Resisting the Siren's song.
I am recommending a deeply serious rethink and reallocation of any Influencer Marketing funds for the following five reasons:
1. Micro-celebrities can at best have a nano-impact.
Uggs has a hard time measuring the value of Tom Brady in terms of delivering sales.
Tom freaking Brady!
Consider the impact of a micro-celebrity. They have 20,000 followers on Facebook. Organic reach on Facebook is now less than 1%. That's 200 people listening. The likelihood that all 200 will run immediately and buy your shampoo, reserve your hotel in the Maldives, or open an account on Salesforce is negligible. Let's say the conversion rate is the same as your website—it would be 1%. That's 2 people.
Was the total cost of people, process, payment of your influencer marketing program worth it? Could you have gotten your two conversions much cheaper by negligible increase in anything else you are doing? Maybe send 20 more emails at the incremental cost of zero to get two conversions?
Ok, maybe your micro-celebrity has 4 million Subscribers on YouTube. Do the math:
(real reach x influenced to action x revenue) - (people cost + process cost + marketing cost + cost of goods sold) = profit.
Compare it to all other marketing. Is Influencer Marketing still worth it?
Scale is a desirable thing, unless you are a tiny company or want to stay one.
2. Everything else you are spending money on can be more easily and precisely measured.
Every article or industry keynote on this topic starts with this call to arms: Don't measure the impact of influencer marketing. It is there, but you just measure it using "normal means."
I am willing to concede that not everything that can be measured matters, and not everything that matters can be measured.
But if the brand or performance outcomes from Influencer Marketing are almost impossible to measure (other than lame metrics like Influencer Followers, and the related Potential Reach), why spend money on it?
At least until you've reached the diminishing margins of return for every other measurable marketing program you currently undertake?
3. Old Hollywood does not translate.
George Clooney might never drink Nespresso. But he is the gorgeous, sexy, hunky, global star George Clooney. He holds that cup to his luscious lips, and now my house has a Nespresso machine (it really does!).
Your 5k Instagram Influencer or 500k Twitter Influencer is not George Clooney.
I will admit that perhaps they have a slightly deeper connection with their audience in some ways; I sense this in my around one million followers spread around various social networks. But that connection is also extremely narrow. It’s just about beautiful pictures. Just about analytics. Just about plugging leaks in water pipes. The type of broad based irrational influence you see in the dreamy-eyed Mr. Clooney does not exist in micro-celebrities.
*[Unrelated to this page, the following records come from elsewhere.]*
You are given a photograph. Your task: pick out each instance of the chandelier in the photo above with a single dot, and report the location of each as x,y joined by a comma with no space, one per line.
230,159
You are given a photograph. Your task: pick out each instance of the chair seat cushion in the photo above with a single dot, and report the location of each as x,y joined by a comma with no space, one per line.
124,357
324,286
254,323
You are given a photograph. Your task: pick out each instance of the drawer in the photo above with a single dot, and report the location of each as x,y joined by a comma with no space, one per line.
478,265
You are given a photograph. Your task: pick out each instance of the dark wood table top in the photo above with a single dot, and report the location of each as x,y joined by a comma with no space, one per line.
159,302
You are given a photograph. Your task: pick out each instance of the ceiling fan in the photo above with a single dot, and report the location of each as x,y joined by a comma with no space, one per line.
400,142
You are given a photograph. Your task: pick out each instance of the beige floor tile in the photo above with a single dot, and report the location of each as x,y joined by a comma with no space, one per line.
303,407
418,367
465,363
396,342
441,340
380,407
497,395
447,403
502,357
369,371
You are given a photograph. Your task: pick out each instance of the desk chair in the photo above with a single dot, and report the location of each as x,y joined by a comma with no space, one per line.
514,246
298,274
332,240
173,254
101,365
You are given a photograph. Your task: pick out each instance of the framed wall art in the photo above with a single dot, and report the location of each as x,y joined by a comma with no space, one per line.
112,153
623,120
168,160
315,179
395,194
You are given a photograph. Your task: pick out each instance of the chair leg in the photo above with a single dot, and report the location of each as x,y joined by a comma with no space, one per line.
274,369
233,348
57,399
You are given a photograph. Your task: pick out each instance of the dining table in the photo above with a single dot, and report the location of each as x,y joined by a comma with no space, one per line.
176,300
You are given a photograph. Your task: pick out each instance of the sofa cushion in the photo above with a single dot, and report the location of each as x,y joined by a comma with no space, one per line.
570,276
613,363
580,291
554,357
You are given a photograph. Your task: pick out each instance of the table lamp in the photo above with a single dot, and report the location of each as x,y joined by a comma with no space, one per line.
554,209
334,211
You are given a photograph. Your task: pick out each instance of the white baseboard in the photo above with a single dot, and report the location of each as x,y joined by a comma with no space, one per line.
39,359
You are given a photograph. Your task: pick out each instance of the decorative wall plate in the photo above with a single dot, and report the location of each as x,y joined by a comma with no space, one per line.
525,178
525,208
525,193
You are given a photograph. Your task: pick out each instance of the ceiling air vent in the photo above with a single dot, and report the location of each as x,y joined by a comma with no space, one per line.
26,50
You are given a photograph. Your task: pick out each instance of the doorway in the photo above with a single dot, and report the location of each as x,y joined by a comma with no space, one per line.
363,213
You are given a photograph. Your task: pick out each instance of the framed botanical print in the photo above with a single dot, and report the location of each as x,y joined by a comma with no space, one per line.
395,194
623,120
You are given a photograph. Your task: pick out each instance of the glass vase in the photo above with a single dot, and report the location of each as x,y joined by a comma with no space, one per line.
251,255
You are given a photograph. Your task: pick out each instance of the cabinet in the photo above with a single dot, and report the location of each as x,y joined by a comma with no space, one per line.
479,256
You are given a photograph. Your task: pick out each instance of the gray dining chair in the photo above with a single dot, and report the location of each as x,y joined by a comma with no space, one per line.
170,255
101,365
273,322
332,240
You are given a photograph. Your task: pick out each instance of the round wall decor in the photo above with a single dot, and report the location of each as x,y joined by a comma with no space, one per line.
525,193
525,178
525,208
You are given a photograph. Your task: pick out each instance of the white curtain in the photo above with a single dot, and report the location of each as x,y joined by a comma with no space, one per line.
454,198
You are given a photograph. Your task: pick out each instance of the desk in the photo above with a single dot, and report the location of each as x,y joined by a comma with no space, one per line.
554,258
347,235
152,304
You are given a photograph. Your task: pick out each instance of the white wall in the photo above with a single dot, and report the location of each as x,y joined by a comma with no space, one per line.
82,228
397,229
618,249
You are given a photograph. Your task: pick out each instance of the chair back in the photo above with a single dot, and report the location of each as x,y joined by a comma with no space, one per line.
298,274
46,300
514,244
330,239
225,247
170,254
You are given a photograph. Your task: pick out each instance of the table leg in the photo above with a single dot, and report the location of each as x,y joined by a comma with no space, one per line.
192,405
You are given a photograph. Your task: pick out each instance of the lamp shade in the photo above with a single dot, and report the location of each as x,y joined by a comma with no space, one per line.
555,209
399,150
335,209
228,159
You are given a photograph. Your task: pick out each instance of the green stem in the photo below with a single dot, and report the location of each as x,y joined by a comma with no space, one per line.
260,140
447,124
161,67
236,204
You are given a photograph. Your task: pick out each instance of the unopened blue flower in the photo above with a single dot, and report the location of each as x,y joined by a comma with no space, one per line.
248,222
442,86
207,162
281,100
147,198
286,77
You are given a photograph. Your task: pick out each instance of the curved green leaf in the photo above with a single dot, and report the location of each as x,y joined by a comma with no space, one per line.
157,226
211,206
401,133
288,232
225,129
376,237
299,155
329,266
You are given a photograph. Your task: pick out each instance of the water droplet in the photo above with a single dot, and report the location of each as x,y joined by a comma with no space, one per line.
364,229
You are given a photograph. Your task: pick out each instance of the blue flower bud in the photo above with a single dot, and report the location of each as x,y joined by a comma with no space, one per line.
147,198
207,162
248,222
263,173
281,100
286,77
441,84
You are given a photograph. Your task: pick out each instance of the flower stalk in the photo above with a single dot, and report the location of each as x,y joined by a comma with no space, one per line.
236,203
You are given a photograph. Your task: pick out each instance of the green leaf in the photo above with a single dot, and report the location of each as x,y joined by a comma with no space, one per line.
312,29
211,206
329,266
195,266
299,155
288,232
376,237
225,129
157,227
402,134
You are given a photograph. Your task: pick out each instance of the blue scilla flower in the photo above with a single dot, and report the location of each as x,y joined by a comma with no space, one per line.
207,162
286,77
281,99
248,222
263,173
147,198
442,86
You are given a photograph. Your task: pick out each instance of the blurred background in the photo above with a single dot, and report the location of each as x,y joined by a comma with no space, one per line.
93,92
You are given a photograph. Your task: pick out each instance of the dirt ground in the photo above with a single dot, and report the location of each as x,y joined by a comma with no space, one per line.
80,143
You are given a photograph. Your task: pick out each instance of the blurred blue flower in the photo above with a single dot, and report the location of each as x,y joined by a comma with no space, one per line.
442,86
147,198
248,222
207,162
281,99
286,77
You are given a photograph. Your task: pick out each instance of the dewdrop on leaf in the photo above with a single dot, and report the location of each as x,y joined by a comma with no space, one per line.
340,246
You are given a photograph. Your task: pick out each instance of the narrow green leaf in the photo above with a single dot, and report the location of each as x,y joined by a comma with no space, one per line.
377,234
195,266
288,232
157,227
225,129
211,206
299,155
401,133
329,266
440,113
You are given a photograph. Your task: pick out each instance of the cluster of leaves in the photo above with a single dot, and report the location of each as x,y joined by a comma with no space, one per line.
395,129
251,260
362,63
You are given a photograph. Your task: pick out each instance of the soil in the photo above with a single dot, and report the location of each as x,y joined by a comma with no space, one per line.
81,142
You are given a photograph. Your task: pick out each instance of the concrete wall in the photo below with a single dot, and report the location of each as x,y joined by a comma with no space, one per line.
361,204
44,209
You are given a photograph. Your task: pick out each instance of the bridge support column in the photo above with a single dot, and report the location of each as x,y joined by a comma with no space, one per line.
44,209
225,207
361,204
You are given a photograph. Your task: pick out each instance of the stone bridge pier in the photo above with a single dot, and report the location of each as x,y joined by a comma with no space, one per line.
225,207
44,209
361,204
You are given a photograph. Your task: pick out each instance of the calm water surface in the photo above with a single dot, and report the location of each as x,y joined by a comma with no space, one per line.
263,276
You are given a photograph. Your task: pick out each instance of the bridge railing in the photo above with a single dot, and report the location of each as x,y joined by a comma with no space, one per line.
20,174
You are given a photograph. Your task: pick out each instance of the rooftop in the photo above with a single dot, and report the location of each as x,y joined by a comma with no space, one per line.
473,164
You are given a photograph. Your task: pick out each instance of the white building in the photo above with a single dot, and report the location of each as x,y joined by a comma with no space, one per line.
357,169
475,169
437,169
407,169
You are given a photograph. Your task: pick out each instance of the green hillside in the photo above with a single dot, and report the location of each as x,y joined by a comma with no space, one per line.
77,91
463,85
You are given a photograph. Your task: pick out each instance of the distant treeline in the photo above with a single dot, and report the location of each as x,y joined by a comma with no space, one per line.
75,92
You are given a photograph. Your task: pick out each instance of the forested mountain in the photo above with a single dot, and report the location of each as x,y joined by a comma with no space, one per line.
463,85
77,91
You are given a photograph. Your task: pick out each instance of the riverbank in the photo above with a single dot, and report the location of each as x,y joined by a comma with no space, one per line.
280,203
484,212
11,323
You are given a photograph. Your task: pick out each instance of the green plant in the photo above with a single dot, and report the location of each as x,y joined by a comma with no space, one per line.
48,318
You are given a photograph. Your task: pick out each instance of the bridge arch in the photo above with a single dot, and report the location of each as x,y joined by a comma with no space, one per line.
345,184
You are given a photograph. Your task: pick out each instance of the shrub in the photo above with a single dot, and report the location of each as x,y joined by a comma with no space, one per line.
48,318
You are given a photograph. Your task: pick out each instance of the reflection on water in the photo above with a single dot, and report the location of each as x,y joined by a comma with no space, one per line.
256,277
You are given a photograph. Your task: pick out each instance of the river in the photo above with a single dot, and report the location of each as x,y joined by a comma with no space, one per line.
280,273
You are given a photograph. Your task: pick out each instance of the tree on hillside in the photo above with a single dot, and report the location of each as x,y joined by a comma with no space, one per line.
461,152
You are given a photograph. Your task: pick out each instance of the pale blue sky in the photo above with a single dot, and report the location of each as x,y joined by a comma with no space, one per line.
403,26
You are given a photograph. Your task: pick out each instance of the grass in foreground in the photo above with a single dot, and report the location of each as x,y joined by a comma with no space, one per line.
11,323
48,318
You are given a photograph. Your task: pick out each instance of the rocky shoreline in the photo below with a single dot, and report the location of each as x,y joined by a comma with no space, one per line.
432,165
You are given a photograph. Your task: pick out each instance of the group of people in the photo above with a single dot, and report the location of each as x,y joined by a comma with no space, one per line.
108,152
It is sub-optimal to connect old Hollywood influence depth with what Social Influencers have. That then impacts the results you see—at a very expensive cost (employee time, process cost, agency fees, product cost, opportunity cost).
4. Authenticity still matters. Even in 2018.
How many people who saw the Influencer fake posing with the Pixel2 phone really thought she loved her Pixel phone?
How many people who suddenly see their favorite Snapchat celebrity naturally pimping a "new fav" coffee can't smell bs?
You get my point.
We are the most over-saturated, hence deeply cynical, generation when it comes to advertising. We can sense fake when it is a tiny, almost invisible spark. We can certainly sense it when it is a roaring fire. We are turned off by it when the Influencer moves from pimping one thing to the next thing week after week.
So, why try to rent fake authenticity?
Try this: Ask the person selling you Influencer Marketing to send you the last five examples of their work—or that of their Influencers. See if you can smell the inauthenticity. I bet you can five times out of five.
So. Why?
5. There is a cost to chasing shiny objects.
The most common reason for having Influencer Marketing in the mix is that marketers want to show how innovative they are. Look, we are doing Influencer Marketing—we are so cutting-edge!
Marketers don't do this in a silo. Their VPs demand shiny objects because they want to be perceived as cool by their bosses.
Influencer Marketing gets 10% of the budget. The thinking is well I can look cool, and with that small amount... where's the harm?
Nothing is free.
Your employees, agencies, legal team, analytics team, contracts team, consultants, bureaucracy, tools, and more will all have to get involved in a big way to spend this small budget. Often adding 5x to the amount you are sending to the Influencer. Suddenly, sizing up the iceberg below the waterline, it is real money.
I am not even counting the additional meetings that will have to be had. The investment of heated arguments, shaky justifications, comparisons and back-and-forths, which add an additional layer of misery to the cost.
If you understand the true cost of chasing shiny objects—not just Influencer Marketing—it'll scare the heck out of you. Seek to be scared. It'll make you smarter.